Is Greenland a Country?
Greenland is the world’s largest island, apart from Australia which is a continental landmass. Though it is a country, it is not a sovereign state and is a constituent country of the Kingdom of Denmark. Just like England, Scotland etc. are countries but make up part of the United Kingdom, Greenland also forms part of Denmark while enjoying a considerable amount of autonomy
Though geographically belonging to the North American continent, Greenland has remained culturally linked to Europe and European nations such as Denmark and Norway. By the 18th century, Denmark had started to colonize parts of the island and in 1775 it became a Danish colony. In the year 1953, Denmark granted Greenland the status of a province with an official revision of the constitution. The island province became increasingly autonomous and in 1979 Greenland was granted its own government and legislative body, its parliament. In 2009, following a historic referendum in which the people of the island voted for increased autonomy, Greenland gained self-governance While the reigning monarch of Denmark (currently Queen Margrethe II) still remains the head of state, the local government is headed by the Prime Minister of Greenland (incumbent Prime Minister Kim Kielsen). The defense and foreign affairs of Greenland are managed by the Danish government but the local government retains control of healthcare, education, social services, policing, natural resources and other such matters.

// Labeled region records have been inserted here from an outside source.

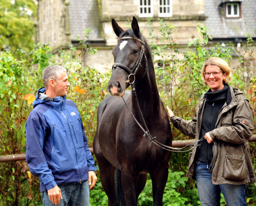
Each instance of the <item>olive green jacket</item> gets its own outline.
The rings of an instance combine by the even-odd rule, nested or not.
[[[243,92],[231,88],[230,103],[224,103],[219,113],[215,128],[210,132],[213,140],[213,158],[209,171],[212,173],[215,185],[240,185],[255,182],[255,176],[250,154],[248,139],[253,133],[253,109]],[[201,96],[196,117],[191,121],[173,116],[170,118],[174,126],[185,135],[198,139],[206,102]],[[189,157],[187,176],[194,179],[195,154]]]

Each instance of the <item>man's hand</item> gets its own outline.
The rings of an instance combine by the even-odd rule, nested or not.
[[[98,178],[97,178],[97,176],[96,176],[95,173],[93,171],[89,171],[88,173],[89,174],[88,182],[89,183],[89,185],[90,185],[89,187],[89,190],[90,190],[95,185],[95,183],[96,183],[96,181],[98,179]],[[92,179],[93,180],[92,182]]]
[[[213,142],[213,140],[212,139],[211,136],[210,136],[209,132],[205,133],[205,135],[204,135],[204,139],[207,140],[207,142],[209,144],[210,144]]]
[[[168,113],[168,115],[169,116],[169,118],[173,116],[174,116],[173,114],[173,111],[171,110],[169,107],[168,106],[166,106],[166,109],[167,109],[167,112]]]
[[[58,185],[56,185],[52,189],[49,190],[48,193],[50,200],[55,205],[57,205],[59,203],[60,198],[62,199],[60,189]]]

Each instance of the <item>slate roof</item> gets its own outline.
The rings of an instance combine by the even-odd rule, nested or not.
[[[241,1],[241,18],[225,18],[219,7],[222,2]],[[205,0],[205,25],[214,38],[244,38],[248,33],[256,37],[256,0]]]
[[[100,36],[99,12],[95,0],[72,0],[68,6],[71,41],[76,40],[76,35],[84,36],[85,28],[92,27],[89,40],[102,40]]]

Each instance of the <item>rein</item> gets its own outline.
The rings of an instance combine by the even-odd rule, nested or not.
[[[134,39],[134,38],[133,37],[127,37],[121,38],[121,39]],[[144,127],[145,128],[145,130],[144,129],[144,128],[142,127],[142,126],[139,124],[139,123],[136,119],[136,118],[135,118],[135,117],[134,116],[134,115],[132,112],[132,111],[131,111],[130,109],[129,108],[128,105],[127,105],[126,102],[124,100],[124,99],[123,99],[123,97],[122,97],[122,98],[123,98],[123,101],[124,102],[124,103],[125,104],[125,105],[126,105],[126,106],[129,109],[130,112],[131,113],[132,116],[133,118],[133,119],[134,119],[134,120],[135,121],[136,123],[139,126],[139,127],[141,128],[141,129],[144,132],[144,134],[143,135],[143,136],[147,136],[148,137],[149,139],[155,145],[157,145],[159,147],[160,147],[164,149],[165,149],[166,150],[168,150],[168,151],[170,151],[176,152],[185,152],[191,150],[191,149],[193,149],[194,148],[195,148],[196,147],[198,146],[199,145],[201,145],[202,143],[203,143],[204,142],[204,139],[200,139],[199,140],[197,140],[194,142],[191,143],[182,148],[175,148],[175,147],[170,147],[169,146],[163,144],[157,141],[157,140],[156,139],[156,137],[155,136],[154,137],[152,137],[151,134],[150,134],[150,133],[149,132],[149,130],[148,130],[148,129],[147,125],[146,124],[146,123],[145,122],[145,121],[144,120],[142,112],[140,109],[139,105],[139,103],[138,102],[138,99],[137,99],[137,95],[136,94],[136,92],[135,91],[135,87],[134,87],[134,82],[135,81],[135,75],[136,74],[136,73],[137,73],[137,72],[138,71],[138,69],[139,68],[139,67],[140,66],[141,66],[141,61],[142,60],[143,55],[144,56],[144,58],[145,58],[145,64],[146,64],[146,65],[145,65],[146,66],[145,68],[145,71],[144,74],[142,78],[144,77],[144,76],[145,76],[145,75],[146,74],[146,73],[147,72],[147,70],[148,70],[148,60],[147,59],[147,57],[145,55],[145,43],[144,42],[144,40],[143,37],[142,36],[142,40],[139,39],[137,39],[139,41],[139,42],[142,43],[142,46],[139,55],[139,58],[138,58],[137,61],[136,62],[136,64],[133,67],[133,68],[132,69],[130,69],[127,66],[126,66],[122,64],[115,63],[113,65],[112,67],[112,69],[113,70],[113,68],[116,68],[117,67],[120,67],[122,69],[124,70],[125,71],[126,71],[128,73],[128,74],[129,74],[129,76],[128,77],[128,79],[126,81],[126,83],[127,84],[127,85],[126,86],[126,88],[128,88],[128,86],[129,86],[129,85],[128,83],[129,83],[130,85],[131,85],[133,93],[133,95],[134,96],[134,97],[135,98],[135,100],[136,100],[136,104],[137,105],[137,107],[138,107],[138,109],[139,110],[140,116],[141,117],[141,118],[142,120],[143,124],[144,125]],[[133,78],[132,78],[133,76]],[[130,78],[131,78],[131,81],[130,81]],[[191,147],[191,146],[193,146],[189,149],[188,149],[187,150],[185,150],[185,151],[182,151],[182,149],[184,149],[187,148],[188,147]]]
[[[134,76],[134,79],[135,79],[135,77]],[[186,151],[189,151],[198,147],[198,146],[199,146],[200,145],[202,144],[203,143],[204,143],[204,139],[203,138],[202,138],[199,140],[196,141],[195,141],[194,142],[192,142],[192,143],[191,143],[190,144],[186,145],[186,146],[185,146],[184,147],[182,147],[182,148],[176,148],[176,147],[170,147],[170,146],[168,146],[167,145],[163,144],[161,143],[160,143],[159,142],[158,142],[157,141],[157,140],[156,139],[156,137],[155,136],[154,137],[152,137],[151,134],[150,134],[150,133],[149,132],[149,130],[148,130],[148,129],[147,125],[146,124],[146,123],[145,122],[145,121],[144,120],[142,112],[140,109],[139,105],[139,102],[138,102],[138,99],[137,99],[137,95],[136,94],[136,91],[135,91],[135,88],[134,87],[134,81],[133,81],[132,83],[130,83],[130,84],[132,85],[133,93],[133,95],[134,96],[134,97],[135,97],[136,104],[137,105],[137,106],[138,107],[139,111],[139,113],[140,114],[141,118],[142,120],[143,124],[144,125],[144,126],[145,127],[145,130],[144,129],[144,128],[142,127],[142,126],[138,121],[137,119],[136,119],[136,118],[135,118],[135,117],[134,116],[134,115],[132,112],[131,109],[128,107],[128,105],[127,105],[127,103],[126,103],[126,102],[124,100],[124,99],[123,99],[123,96],[122,96],[122,98],[123,98],[123,101],[124,102],[124,103],[126,105],[126,106],[129,109],[131,114],[132,115],[132,116],[133,118],[133,119],[134,119],[134,120],[135,121],[136,123],[139,126],[139,127],[142,130],[142,131],[144,132],[144,134],[143,135],[143,136],[147,136],[148,137],[149,139],[152,142],[153,142],[154,144],[157,145],[159,147],[162,148],[163,149],[165,149],[166,150],[168,150],[168,151],[173,151],[174,152],[185,152]],[[191,147],[191,148],[190,148],[190,149],[188,149],[187,150],[182,151],[182,149],[184,149],[187,148],[188,147],[191,147],[191,146],[193,146],[192,147]]]

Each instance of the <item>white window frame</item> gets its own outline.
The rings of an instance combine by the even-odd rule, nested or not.
[[[165,9],[166,12],[161,12],[161,8],[162,12]],[[169,11],[168,11],[168,9]],[[173,16],[173,0],[158,0],[158,16],[159,17]]]
[[[153,0],[139,0],[139,17],[153,17],[154,14],[153,10]],[[142,5],[141,5],[141,2],[142,3]],[[150,2],[150,5],[148,5],[148,2]],[[141,9],[142,9],[142,13],[141,12]],[[150,12],[148,12],[149,9],[150,9]],[[145,9],[146,9],[146,12],[145,11]]]
[[[234,6],[237,6],[237,14],[234,14]],[[231,14],[228,14],[228,7],[229,6],[231,6]],[[240,5],[238,3],[227,3],[226,4],[226,17],[239,17],[240,14]]]

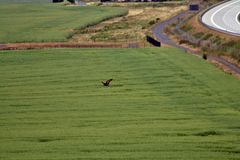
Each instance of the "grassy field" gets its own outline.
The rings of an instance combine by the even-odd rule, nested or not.
[[[1,3],[0,43],[66,41],[76,28],[126,13],[121,8]]]
[[[0,66],[1,160],[239,160],[239,80],[177,49],[1,51]]]

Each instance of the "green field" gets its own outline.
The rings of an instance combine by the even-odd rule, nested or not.
[[[0,43],[66,41],[76,28],[126,13],[121,8],[0,3]]]
[[[1,160],[239,160],[240,82],[195,56],[1,51],[0,66]]]

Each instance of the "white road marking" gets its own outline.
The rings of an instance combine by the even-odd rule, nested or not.
[[[236,2],[233,2],[233,3],[229,3],[228,5],[225,5],[225,6],[221,7],[221,8],[219,8],[217,11],[215,11],[215,12],[212,14],[212,16],[211,16],[211,22],[213,23],[213,25],[215,25],[217,28],[219,28],[219,29],[221,29],[221,30],[227,31],[226,28],[223,28],[223,27],[219,26],[218,24],[216,24],[216,23],[214,22],[214,19],[213,19],[213,18],[214,18],[214,16],[215,16],[218,12],[220,12],[221,10],[223,10],[223,9],[225,9],[225,8],[227,8],[227,7],[235,4],[235,3],[238,3],[238,2],[240,2],[240,0],[238,0],[238,1],[236,1]]]

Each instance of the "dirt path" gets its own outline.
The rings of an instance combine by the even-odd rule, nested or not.
[[[132,48],[140,47],[132,43],[68,43],[68,42],[46,42],[46,43],[7,43],[0,44],[0,50],[26,50],[44,48]]]
[[[166,20],[162,23],[159,23],[159,24],[155,25],[152,28],[152,33],[163,44],[167,44],[167,45],[182,49],[182,50],[184,50],[186,52],[189,52],[191,54],[198,55],[199,57],[202,57],[201,52],[193,50],[193,49],[191,49],[187,46],[179,45],[178,43],[173,41],[168,35],[166,35],[165,32],[164,32],[166,27],[168,27],[169,25],[176,22],[179,18],[184,18],[185,16],[187,16],[187,14],[188,14],[188,12],[179,13],[178,15],[176,15],[176,16],[174,16],[174,17],[172,17],[172,18],[170,18],[170,19],[168,19],[168,20]],[[224,59],[222,57],[210,55],[210,56],[208,56],[208,60],[213,62],[214,64],[217,64],[217,66],[222,68],[224,71],[227,71],[231,74],[235,74],[237,77],[240,77],[240,68],[237,65],[228,62],[226,59]]]

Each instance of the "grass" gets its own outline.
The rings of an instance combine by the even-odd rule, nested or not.
[[[115,4],[115,3],[114,3]],[[129,3],[122,3],[129,4]],[[108,4],[107,4],[108,5]],[[131,5],[131,4],[130,4]],[[127,7],[128,8],[128,7]],[[104,21],[96,26],[79,30],[73,42],[145,42],[151,27],[164,21],[182,10],[185,5],[169,5],[162,7],[143,7],[129,9],[129,14],[114,20]],[[160,14],[161,13],[161,14]]]
[[[177,49],[1,51],[0,66],[0,159],[239,159],[239,80]]]
[[[125,14],[121,8],[1,3],[0,43],[66,41],[74,29]]]

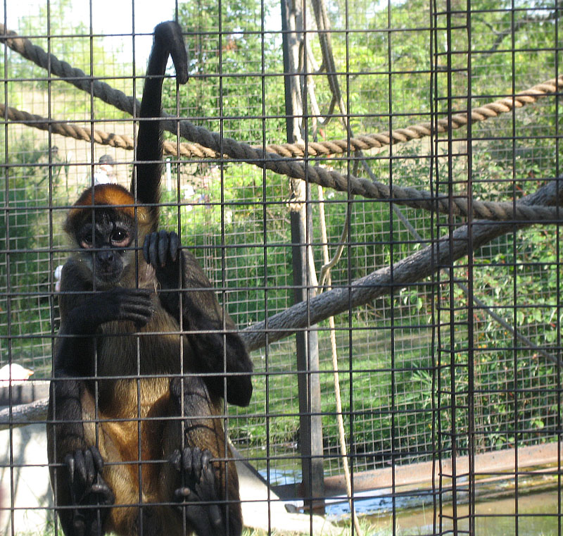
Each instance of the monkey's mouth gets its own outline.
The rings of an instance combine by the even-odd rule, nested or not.
[[[116,270],[111,268],[99,268],[96,270],[96,280],[99,283],[103,283],[106,285],[115,285],[119,282],[121,278],[120,269]]]

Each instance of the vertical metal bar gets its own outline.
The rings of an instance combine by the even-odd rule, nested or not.
[[[283,31],[284,72],[285,86],[286,124],[287,140],[301,138],[296,118],[302,114],[294,106],[300,102],[296,66],[292,65],[289,31],[291,6],[282,0],[282,29]],[[295,29],[298,30],[298,28]],[[293,182],[297,202],[291,210],[293,298],[295,303],[307,301],[315,295],[310,288],[307,261],[307,244],[310,242],[307,225],[307,199],[310,192],[305,183]],[[315,511],[324,511],[324,478],[322,467],[322,424],[321,420],[320,378],[319,376],[319,346],[316,330],[300,331],[296,335],[298,387],[299,392],[300,445],[305,507]]]

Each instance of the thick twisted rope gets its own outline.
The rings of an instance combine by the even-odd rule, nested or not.
[[[94,142],[101,145],[108,145],[132,151],[134,149],[134,143],[131,136],[125,134],[106,132],[103,130],[91,130],[78,125],[56,121],[34,113],[29,113],[15,108],[6,106],[0,103],[0,116],[14,123],[20,123],[30,127],[34,127],[39,130],[51,130],[53,134],[82,139],[84,142]],[[177,144],[174,142],[164,142],[163,149],[165,154],[174,156],[177,155]],[[215,153],[199,144],[182,143],[179,146],[179,156],[184,158],[210,158]]]
[[[27,59],[122,111],[134,116],[135,113],[139,109],[139,104],[137,99],[126,96],[122,92],[114,89],[106,82],[87,76],[80,69],[71,67],[65,61],[61,61],[53,54],[46,54],[29,39],[18,37],[15,32],[6,30],[1,24],[0,24],[0,42],[5,42],[8,46]],[[551,85],[544,82],[534,86],[531,90],[519,94],[514,99],[502,99],[502,101],[500,101],[501,104],[492,103],[494,105],[493,107],[482,106],[476,108],[472,111],[472,120],[479,120],[480,117],[486,118],[495,116],[499,113],[510,111],[512,109],[510,106],[521,107],[525,104],[535,101],[539,96],[547,94],[546,92],[552,93],[557,91],[557,88],[559,86],[563,87],[563,75],[559,77]],[[517,105],[516,102],[519,104]],[[481,111],[478,112],[478,110]],[[454,216],[466,217],[468,216],[469,203],[466,198],[453,197],[450,200],[446,196],[436,197],[428,192],[410,187],[402,188],[394,186],[393,189],[391,189],[387,185],[382,182],[372,182],[353,175],[348,175],[346,177],[335,170],[329,170],[317,166],[309,166],[274,153],[265,151],[262,149],[253,147],[248,144],[238,142],[232,138],[223,137],[217,132],[212,132],[203,127],[198,127],[187,120],[172,119],[165,113],[163,113],[163,116],[165,118],[163,121],[163,126],[165,130],[176,132],[177,127],[179,127],[180,135],[186,139],[211,149],[219,154],[226,154],[235,161],[255,164],[292,178],[302,179],[320,185],[323,187],[332,188],[339,192],[349,192],[352,194],[361,195],[368,199],[392,201],[398,204],[416,208],[436,211]],[[455,127],[454,125],[459,126],[467,125],[468,120],[467,114],[455,114],[450,118],[443,120],[446,123],[442,123],[441,127],[444,129],[442,132],[447,130],[448,128]],[[437,130],[441,132],[439,127]],[[407,134],[421,137],[423,134],[432,135],[433,130],[431,125],[427,123],[426,125],[417,125],[416,128],[409,127],[393,131],[386,137],[388,138],[389,143],[396,143],[398,141],[407,141]],[[526,206],[512,201],[499,203],[473,200],[472,208],[472,216],[479,219],[497,221],[535,221],[545,223],[555,223],[560,220],[559,211],[557,207]]]

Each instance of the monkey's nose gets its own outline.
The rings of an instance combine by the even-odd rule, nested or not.
[[[97,256],[98,260],[105,264],[110,264],[115,258],[115,254],[111,249],[103,249],[101,251],[98,251]]]

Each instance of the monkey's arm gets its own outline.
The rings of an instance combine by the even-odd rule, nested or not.
[[[95,399],[89,384],[94,374],[94,335],[101,324],[113,320],[146,323],[152,314],[146,290],[113,289],[91,292],[74,260],[63,269],[61,327],[49,390],[47,444],[53,487],[66,535],[103,534],[107,509],[114,503],[102,478],[103,460],[98,447],[86,440],[84,420],[94,418]]]
[[[161,230],[145,239],[143,251],[146,261],[156,268],[160,301],[179,323],[182,296],[182,329],[197,332],[187,335],[195,355],[189,364],[195,372],[213,373],[203,378],[210,392],[222,397],[226,376],[227,401],[248,406],[253,366],[244,343],[231,317],[223,315],[197,260],[186,251],[180,254],[179,247],[175,232]]]

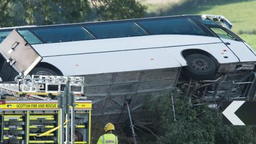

Economically, though, Greenland is far from independent. Prior to 2009, Denmark had contributed about two-third of the budget revenue of Greenland. Much of Greenland’s revenue comes from the fishing businesses across the island. Global warming has left increasing tracts of land exposed as the ice cover has started to melt. While this is a scary prospect it has also allowed increased access to natural mineral reserves in the island. Numerous social problems such as unemployment, spread of HIV/AIDS etc. plague the people of Greenland. Currently, Greenland receives an annual grant from Denmark and this grant is likely to be reduced as Greenland becomes more capable of self-administration. Greenland is considered a separate entity by international law, despite its lack of sovereignty. It is likely that the island may achieve full independence from Denmark in the future.